A warning is a statement which is meant to make someone aware of a potential danger associated with a particular product or action. A manufacturer must provide a warning when the product has a danger that cannot be removed. Generally, however, a manufacturer is not required to provide a warning for dangers which are obvious and understood. Despite that fact, due to the increase in product liability lawsuits over the past few years, manufacturers are taking care to add warnings that may seem a little outrageous – even downright laughable – to their products to avoid ending up in litigation for “failure to warn.” Some of these over-the-top warnings include:
Label: May cause drowsiness.
Product: Nytol sleeping pills.
Label: Do not use while sleeping.
Product: Vidal Sassoon hair dryer.
Label: This product is not intended for use as a dental drill.
Product: Dremel Multipro’s rotary tools.
Label: This product moves when used.
Product: Razor scooter.
Why are manufacturers taking such steps to warn the consumer of the such obvious dangers or potential dangers associated with such obvious misuse of their products?

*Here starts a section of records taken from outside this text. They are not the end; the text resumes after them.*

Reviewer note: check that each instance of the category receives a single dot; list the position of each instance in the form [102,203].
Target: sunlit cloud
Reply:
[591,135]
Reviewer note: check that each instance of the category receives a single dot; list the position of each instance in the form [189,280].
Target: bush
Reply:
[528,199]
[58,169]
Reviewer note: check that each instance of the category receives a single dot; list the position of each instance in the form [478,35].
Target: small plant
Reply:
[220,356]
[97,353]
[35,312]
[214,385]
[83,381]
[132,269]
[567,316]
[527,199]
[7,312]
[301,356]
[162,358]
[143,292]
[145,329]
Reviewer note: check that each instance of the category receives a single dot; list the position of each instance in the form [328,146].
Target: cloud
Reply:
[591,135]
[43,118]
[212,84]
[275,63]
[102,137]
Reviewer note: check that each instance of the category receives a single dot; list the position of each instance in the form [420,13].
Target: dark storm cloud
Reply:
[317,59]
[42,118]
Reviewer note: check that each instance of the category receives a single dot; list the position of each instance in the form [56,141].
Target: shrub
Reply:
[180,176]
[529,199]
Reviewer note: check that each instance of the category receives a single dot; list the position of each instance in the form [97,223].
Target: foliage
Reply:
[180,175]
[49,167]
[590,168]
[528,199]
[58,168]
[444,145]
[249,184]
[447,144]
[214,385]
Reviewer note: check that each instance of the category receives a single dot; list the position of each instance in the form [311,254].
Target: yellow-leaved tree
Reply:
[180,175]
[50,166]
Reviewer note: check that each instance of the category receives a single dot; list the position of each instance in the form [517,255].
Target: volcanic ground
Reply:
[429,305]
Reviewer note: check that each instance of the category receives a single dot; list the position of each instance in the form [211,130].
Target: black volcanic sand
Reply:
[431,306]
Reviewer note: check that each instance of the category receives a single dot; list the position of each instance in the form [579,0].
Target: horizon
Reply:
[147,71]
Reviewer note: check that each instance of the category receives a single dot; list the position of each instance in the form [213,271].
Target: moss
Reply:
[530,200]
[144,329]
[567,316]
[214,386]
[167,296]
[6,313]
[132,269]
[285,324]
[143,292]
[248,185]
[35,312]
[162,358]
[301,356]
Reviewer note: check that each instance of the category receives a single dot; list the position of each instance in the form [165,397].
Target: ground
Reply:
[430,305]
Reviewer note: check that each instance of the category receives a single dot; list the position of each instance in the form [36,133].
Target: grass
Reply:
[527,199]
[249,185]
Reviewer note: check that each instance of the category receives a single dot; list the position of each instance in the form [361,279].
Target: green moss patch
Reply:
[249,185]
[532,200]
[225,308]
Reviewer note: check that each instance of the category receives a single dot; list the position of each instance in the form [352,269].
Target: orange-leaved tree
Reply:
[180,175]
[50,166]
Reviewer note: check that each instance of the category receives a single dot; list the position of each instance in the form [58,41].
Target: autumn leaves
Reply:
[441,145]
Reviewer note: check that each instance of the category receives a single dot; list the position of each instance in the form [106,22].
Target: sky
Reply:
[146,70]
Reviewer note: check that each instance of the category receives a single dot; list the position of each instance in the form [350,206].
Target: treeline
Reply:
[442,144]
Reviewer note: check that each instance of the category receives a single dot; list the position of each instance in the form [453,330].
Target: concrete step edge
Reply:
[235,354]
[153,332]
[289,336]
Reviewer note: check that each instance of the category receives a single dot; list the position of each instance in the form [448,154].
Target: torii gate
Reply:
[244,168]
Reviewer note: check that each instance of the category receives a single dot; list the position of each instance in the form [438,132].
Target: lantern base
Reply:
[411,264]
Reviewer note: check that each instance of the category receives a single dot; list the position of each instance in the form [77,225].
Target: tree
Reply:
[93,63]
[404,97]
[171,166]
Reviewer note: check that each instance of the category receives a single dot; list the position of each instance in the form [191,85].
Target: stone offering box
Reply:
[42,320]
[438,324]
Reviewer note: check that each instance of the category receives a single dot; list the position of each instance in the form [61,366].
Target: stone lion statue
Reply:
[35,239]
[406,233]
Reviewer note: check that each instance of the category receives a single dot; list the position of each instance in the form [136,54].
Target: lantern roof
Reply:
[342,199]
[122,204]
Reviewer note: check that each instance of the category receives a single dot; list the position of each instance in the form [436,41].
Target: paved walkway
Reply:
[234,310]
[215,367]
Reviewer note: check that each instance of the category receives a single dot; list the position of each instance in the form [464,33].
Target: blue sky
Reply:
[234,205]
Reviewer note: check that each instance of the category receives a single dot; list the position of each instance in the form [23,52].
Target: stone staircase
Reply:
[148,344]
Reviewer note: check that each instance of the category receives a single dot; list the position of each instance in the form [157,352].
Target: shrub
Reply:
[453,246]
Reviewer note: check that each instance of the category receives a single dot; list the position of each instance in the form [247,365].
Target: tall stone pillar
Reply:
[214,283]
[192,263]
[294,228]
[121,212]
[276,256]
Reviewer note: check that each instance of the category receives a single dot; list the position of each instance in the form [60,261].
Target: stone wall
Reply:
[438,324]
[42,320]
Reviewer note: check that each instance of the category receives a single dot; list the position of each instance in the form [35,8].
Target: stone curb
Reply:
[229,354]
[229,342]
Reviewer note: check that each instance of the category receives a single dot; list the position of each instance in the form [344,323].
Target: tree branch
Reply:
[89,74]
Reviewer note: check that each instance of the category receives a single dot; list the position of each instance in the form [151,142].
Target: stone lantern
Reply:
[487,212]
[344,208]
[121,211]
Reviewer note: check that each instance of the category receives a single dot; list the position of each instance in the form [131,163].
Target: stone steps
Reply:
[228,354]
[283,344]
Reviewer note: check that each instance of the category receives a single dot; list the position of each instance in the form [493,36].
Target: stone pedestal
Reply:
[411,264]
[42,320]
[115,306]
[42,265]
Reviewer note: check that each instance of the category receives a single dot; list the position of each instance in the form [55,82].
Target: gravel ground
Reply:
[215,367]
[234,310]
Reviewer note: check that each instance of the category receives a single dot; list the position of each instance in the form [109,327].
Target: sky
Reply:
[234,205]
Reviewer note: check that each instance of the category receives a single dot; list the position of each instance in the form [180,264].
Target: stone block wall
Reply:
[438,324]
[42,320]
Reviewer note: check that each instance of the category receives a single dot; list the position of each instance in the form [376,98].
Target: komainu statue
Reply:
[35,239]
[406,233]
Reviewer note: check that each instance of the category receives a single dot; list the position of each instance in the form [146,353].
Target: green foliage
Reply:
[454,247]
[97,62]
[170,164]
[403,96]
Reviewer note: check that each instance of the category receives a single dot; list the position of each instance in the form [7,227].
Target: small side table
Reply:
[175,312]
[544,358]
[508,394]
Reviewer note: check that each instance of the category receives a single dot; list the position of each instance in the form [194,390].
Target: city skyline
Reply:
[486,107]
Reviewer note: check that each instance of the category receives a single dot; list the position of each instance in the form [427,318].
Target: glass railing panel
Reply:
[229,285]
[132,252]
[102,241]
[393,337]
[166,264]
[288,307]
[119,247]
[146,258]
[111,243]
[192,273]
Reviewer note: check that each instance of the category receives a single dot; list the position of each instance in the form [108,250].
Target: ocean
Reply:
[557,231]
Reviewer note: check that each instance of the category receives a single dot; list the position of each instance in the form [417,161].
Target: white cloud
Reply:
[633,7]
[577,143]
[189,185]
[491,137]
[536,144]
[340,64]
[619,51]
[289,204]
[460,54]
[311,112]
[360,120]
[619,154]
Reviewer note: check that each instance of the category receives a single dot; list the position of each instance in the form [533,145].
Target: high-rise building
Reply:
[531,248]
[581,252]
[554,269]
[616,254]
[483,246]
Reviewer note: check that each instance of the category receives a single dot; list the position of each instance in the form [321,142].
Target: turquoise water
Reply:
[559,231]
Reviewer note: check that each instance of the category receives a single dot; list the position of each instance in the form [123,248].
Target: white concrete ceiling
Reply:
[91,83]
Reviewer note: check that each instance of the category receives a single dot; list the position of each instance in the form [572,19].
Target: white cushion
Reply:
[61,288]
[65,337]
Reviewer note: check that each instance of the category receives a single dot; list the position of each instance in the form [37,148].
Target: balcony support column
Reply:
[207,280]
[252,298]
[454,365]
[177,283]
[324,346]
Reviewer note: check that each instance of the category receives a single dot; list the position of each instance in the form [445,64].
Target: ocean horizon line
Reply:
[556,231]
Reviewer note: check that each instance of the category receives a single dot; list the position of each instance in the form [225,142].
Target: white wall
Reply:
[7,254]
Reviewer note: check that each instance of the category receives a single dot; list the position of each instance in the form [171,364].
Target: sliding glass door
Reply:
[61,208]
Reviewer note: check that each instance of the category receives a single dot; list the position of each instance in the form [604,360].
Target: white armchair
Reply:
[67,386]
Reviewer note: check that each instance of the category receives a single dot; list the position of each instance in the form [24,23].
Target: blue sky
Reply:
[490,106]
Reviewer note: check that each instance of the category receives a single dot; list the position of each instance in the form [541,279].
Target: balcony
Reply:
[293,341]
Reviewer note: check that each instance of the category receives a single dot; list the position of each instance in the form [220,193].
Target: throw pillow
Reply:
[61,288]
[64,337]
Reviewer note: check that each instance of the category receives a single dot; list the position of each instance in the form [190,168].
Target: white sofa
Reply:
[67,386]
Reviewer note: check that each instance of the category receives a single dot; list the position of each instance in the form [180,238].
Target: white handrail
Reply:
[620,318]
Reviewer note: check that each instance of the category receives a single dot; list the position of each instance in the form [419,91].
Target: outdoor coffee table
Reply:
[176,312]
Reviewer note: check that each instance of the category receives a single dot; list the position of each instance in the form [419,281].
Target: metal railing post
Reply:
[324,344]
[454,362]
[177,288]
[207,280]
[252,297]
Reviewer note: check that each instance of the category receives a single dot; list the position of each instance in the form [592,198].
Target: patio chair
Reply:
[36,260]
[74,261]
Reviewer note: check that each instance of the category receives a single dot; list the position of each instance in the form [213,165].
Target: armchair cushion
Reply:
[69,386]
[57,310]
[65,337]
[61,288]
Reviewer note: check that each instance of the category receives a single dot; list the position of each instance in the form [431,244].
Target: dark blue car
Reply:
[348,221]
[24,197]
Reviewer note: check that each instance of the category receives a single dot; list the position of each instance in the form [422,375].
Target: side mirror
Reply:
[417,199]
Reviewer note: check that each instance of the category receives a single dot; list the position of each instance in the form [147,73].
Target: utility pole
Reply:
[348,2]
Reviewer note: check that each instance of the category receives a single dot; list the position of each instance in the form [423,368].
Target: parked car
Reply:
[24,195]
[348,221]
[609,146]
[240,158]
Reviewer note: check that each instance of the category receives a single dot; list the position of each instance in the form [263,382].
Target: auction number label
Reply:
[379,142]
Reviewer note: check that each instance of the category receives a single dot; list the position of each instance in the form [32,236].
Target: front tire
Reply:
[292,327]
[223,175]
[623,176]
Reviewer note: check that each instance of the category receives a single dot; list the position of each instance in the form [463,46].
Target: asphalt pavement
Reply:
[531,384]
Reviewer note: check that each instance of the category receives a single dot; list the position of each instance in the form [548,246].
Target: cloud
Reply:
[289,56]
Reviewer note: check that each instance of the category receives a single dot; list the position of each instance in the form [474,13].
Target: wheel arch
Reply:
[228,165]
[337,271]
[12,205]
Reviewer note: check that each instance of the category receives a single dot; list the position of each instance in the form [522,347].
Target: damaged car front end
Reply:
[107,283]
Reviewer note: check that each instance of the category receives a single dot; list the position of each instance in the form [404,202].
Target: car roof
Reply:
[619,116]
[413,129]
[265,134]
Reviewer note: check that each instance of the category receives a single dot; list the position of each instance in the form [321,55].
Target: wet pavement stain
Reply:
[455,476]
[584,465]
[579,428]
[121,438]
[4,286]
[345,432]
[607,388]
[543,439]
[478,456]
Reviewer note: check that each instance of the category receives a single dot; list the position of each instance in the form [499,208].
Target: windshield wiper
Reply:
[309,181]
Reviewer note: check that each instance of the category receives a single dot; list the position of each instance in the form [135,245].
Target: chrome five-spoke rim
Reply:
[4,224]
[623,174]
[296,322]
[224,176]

Much of it has to do with the plaintiff’s bar and the endless supply of consumers willing to sue. Even “questionable” product liability cases can lead to costly legal fees and damages. Bloomberg recently analyzed the 50 largest jury verdicts over the past few years. In 2010 alone, 15 verdicts involving “failure to warn” claims topped $25 million (up 7 from the previous year). In fact, juries in the five largest product liability cases awarded damages of $1.1 billion, a substantial increase from previous years. Several factors can be attributed to this increase in damages awarded by jurors, such as:
- The public’s view of “Big Business” and its failure to protect Joe Consumer (think BP oil spill and the recent massive Toyota automobile recall).
- High unemployment rates.
- Instability of the stock market.
- America’s stagnant real estate sales.
- America’s struggling banking industry.